British tea merchant (1785 - 1855)

John Aldred Twining (1785–1855) was a British tea merchant and a partner in Twinings, the London tea merchants. He was the son of Richard Twining (1749–1824), a director of the East India Company, and the head of Twinings the London tea merchants.

==Life==
Twining was born in 1785. He was the son of Richard Twining (1749 – 1824). Twining joined his father and brother Richard Twining (1772–1857) in the family tea business, of which he became a partner in 1811. In 1825, he founded Twinings Bank, to which his family moved their accounts from Hoare's Bank of Fleet Street, which had kept their accounts since 1725. The Twinings Bank merged with Lloyds Bank in 1892.

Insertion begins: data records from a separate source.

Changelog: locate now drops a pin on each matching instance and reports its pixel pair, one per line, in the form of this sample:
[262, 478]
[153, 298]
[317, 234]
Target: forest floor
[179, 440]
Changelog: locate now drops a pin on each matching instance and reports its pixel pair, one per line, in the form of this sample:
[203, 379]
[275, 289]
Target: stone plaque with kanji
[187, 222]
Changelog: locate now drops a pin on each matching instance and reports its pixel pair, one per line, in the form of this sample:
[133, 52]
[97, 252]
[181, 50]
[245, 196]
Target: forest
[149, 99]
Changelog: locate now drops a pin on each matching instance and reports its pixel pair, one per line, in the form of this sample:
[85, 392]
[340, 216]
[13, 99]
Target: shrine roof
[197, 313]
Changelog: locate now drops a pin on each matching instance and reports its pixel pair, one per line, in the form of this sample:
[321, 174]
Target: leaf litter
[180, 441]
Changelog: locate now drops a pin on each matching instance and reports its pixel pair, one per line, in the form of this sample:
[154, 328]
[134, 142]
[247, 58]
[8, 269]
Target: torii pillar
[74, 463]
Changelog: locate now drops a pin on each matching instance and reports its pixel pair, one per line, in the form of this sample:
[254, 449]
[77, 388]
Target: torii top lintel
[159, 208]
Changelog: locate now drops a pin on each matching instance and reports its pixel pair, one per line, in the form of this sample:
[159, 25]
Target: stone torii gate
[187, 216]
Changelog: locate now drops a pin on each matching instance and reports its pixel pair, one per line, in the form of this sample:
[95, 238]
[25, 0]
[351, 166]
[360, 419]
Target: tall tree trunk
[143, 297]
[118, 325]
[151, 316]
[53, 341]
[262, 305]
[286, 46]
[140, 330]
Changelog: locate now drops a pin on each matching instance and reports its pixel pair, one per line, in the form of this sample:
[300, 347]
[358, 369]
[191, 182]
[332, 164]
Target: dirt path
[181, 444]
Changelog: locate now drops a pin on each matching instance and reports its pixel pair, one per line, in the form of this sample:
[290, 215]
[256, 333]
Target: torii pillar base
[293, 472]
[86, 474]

John Aldred Twining moved to "Kirkdale" on Clapham Common around 1826, where he resided to 1845. He died in 1855. He is buried at Kensal Green Cemetery, where his brother, Richard Twining (1772–1857), was subsequently buried.

==Family==
Twining married in 1807 Emma Haynes, daughter of Mr. Haynes of Cornhill. His sister Elizabeth Twining exhibited portraits of their family at the Royal Academy in 1831. Of their children:

- Samuel Harvey Twining, eldest son, in 1848 married Rosa Herring, daughter of William Herring of Hethersett Hall, Norfolk.
- The Rev. James Twining, second son, in 1854 then of Holy Trinity Twickenham, married Mary Elizabeth Bevan, daughter of the late Rev. Thomas Bevan, formerly incumbent of Holy Trinity.
- Frederick Twining, third son, in 1855 built a house in Cleggan, County Galway, and married Elizabeth Catharine Nelson, daughter of A. C. Nelson.